Ambitious targets reflect urgent need to tackle biodiversity loss

15 March 2010

Brussels, March 15 – Friends of the Earth Europe warmly welcomes the ambitious targets on biodiversity policy after 2010 announced at today's Environment Council, which it says are major steps towards saving biological diversity at the European and global level. The EU has adopted the ambitious target of "halting the loss of biodiversity and the degradation of ecosystem services in the EU by 2020, and restoring them in so far as feasible" and also of "stepping up the EU contribution to averting global biodiversity loss" by 2020.

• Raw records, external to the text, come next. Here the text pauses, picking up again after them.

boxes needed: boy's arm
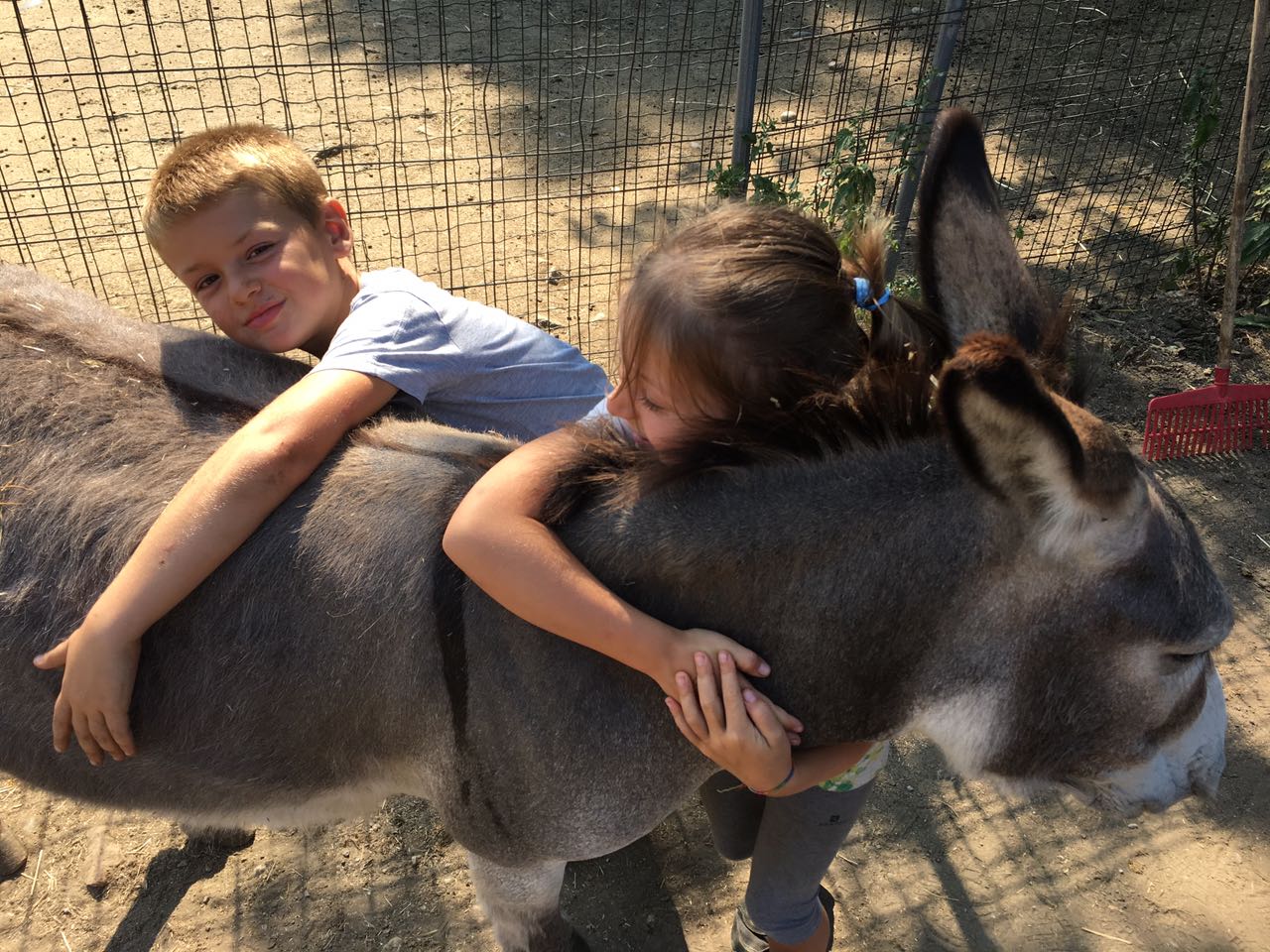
[666,653,872,797]
[444,430,777,700]
[36,369,396,765]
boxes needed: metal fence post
[731,0,763,198]
[886,0,965,281]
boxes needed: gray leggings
[701,771,872,946]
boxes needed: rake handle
[1216,0,1270,371]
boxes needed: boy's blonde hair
[141,123,326,245]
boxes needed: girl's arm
[36,371,396,765]
[444,430,768,693]
[666,653,872,797]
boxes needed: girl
[444,204,925,952]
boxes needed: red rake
[1142,366,1270,459]
[1142,0,1270,461]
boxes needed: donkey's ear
[917,109,1053,353]
[939,334,1146,551]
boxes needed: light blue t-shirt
[313,268,608,439]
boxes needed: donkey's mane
[541,275,1087,526]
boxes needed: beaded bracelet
[745,763,794,797]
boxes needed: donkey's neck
[567,440,1003,744]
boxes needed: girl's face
[608,348,706,452]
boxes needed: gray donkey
[0,113,1232,952]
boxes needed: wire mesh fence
[0,0,1252,373]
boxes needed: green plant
[706,119,877,259]
[1174,66,1226,295]
[1174,67,1270,299]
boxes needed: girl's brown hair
[544,203,947,521]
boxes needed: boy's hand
[666,652,794,789]
[36,627,141,767]
[654,629,803,744]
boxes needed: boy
[36,126,607,766]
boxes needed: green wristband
[745,759,794,797]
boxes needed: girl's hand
[653,629,803,744]
[36,627,141,767]
[666,652,794,789]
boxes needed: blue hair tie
[856,278,890,311]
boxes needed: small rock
[80,826,123,892]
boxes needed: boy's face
[156,189,357,355]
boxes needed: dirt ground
[0,3,1270,952]
[0,294,1270,952]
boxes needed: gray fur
[0,109,1230,952]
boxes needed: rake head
[1142,367,1270,461]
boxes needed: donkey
[0,113,1232,952]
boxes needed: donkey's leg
[467,853,590,952]
[0,822,27,880]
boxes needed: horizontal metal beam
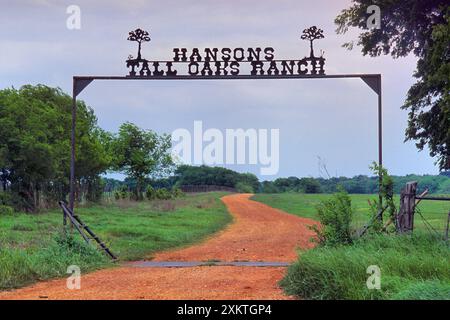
[416,197,450,201]
[73,74,381,81]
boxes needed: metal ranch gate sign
[126,27,325,77]
[69,26,383,215]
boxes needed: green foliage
[281,234,450,299]
[172,187,186,198]
[235,182,255,193]
[252,193,449,234]
[0,85,110,211]
[155,188,172,200]
[335,0,450,170]
[0,193,232,290]
[370,162,397,232]
[0,204,14,216]
[0,230,109,289]
[392,279,450,300]
[112,122,174,200]
[145,186,156,200]
[313,191,353,246]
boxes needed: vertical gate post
[68,79,77,228]
[397,181,417,233]
[377,75,383,221]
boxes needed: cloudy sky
[0,0,438,179]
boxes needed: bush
[281,233,450,299]
[172,187,185,198]
[313,191,353,245]
[156,188,172,200]
[235,182,255,193]
[393,280,450,300]
[145,186,156,200]
[0,235,109,290]
[0,205,14,215]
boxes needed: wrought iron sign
[126,26,325,78]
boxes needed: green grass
[252,193,450,232]
[0,192,232,289]
[281,232,450,299]
[252,193,450,299]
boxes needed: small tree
[127,29,151,60]
[313,189,353,245]
[301,26,325,58]
[113,122,174,200]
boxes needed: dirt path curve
[0,194,315,299]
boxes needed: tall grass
[0,192,232,290]
[0,234,110,289]
[281,232,450,299]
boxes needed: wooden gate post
[396,181,417,233]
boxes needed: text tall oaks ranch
[126,47,325,77]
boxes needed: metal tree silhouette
[301,26,325,58]
[127,28,150,60]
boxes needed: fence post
[397,181,417,233]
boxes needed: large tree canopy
[0,85,111,211]
[335,0,450,170]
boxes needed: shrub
[393,280,450,300]
[172,187,185,198]
[0,205,14,215]
[145,186,156,200]
[313,191,353,245]
[281,233,450,300]
[156,188,172,200]
[235,182,255,193]
[0,235,109,290]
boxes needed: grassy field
[0,192,232,289]
[252,193,450,232]
[253,193,450,300]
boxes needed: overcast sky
[0,0,438,179]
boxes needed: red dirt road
[0,194,316,299]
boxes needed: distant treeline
[104,165,450,194]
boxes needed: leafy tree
[0,85,110,211]
[335,0,450,170]
[113,122,174,200]
[127,29,150,60]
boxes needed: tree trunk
[396,181,417,233]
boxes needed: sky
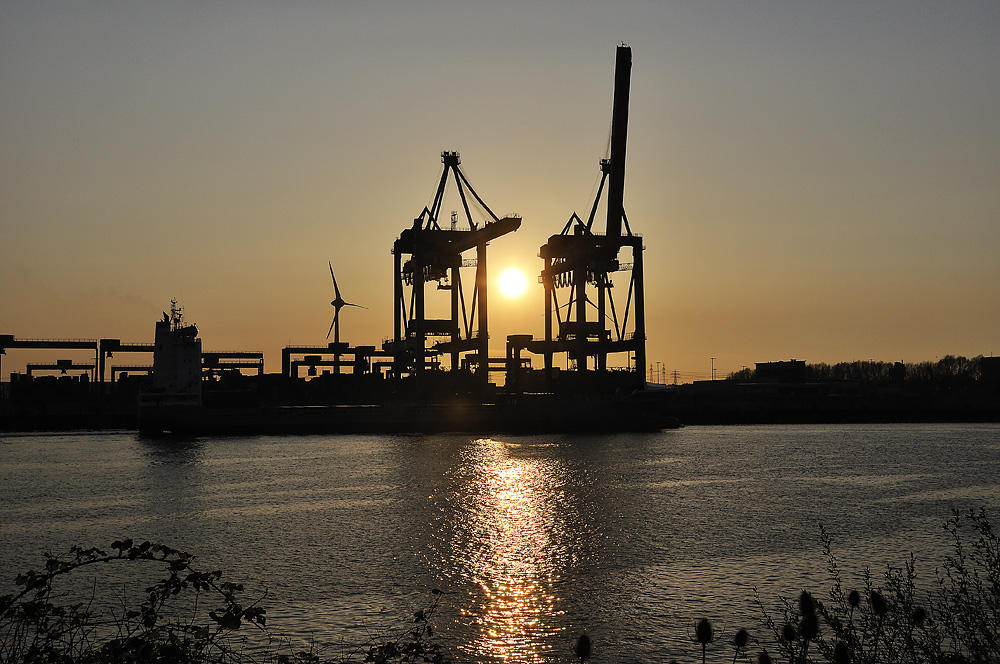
[0,0,1000,382]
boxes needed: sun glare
[497,267,528,298]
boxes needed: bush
[757,510,1000,664]
[0,510,1000,664]
[0,540,445,664]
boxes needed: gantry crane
[384,152,521,385]
[527,46,646,388]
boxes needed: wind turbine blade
[327,261,340,300]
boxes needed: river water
[0,425,1000,662]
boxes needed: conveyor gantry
[383,152,521,384]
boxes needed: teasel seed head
[694,618,714,644]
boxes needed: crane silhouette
[326,261,368,344]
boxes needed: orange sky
[0,1,1000,380]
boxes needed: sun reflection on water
[454,439,571,662]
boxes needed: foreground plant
[0,540,266,663]
[0,540,447,664]
[755,509,1000,664]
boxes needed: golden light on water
[462,439,570,662]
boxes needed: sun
[497,267,528,299]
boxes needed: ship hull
[139,400,679,435]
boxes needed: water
[0,425,1000,662]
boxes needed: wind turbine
[326,261,368,344]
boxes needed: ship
[138,45,679,435]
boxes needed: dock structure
[524,46,646,389]
[383,152,521,386]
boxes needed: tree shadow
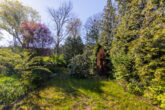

The conclusions underline the need to integrate this headline target into the upcoming overall EU 2020 strategy, which will be discussed at the EU Spring Council meeting on March 25/26th. In the draft of this strategy published by the Commission, this important target is still completely missing.

Friedrich Wulf, biodiversity campaigner said: "Today's decisions reflect the urgent need to tackle biodiversity loss, and Friends of the Earth urges the EU to take the next step at the EU Spring Council and to integrate today's headline target into the overall EU 2020 strategy. The integration of biodiversity issues into other policies is essential for stopping the loss of species and habitats."

Friends of the Earth Europe also urges the strengthening of the EU's position on access and benefit sharing (ABS), which is a core element of the Convention on Biological Diversity. While the Council conclusions call for binding regulations on how to access genetic resources, it does not ask for any such binding regulations for the sharing of the benefits arising from the use of these resources. So, while the industrialised nations could obtain the right to extract and use plants and animals from other countries, there would be no binding right for the countries of origin to be compensated for preserving and safeguarding their diversity. This would be a clear case of north-south global injustice and mean the institutionalisation of bio-piracy.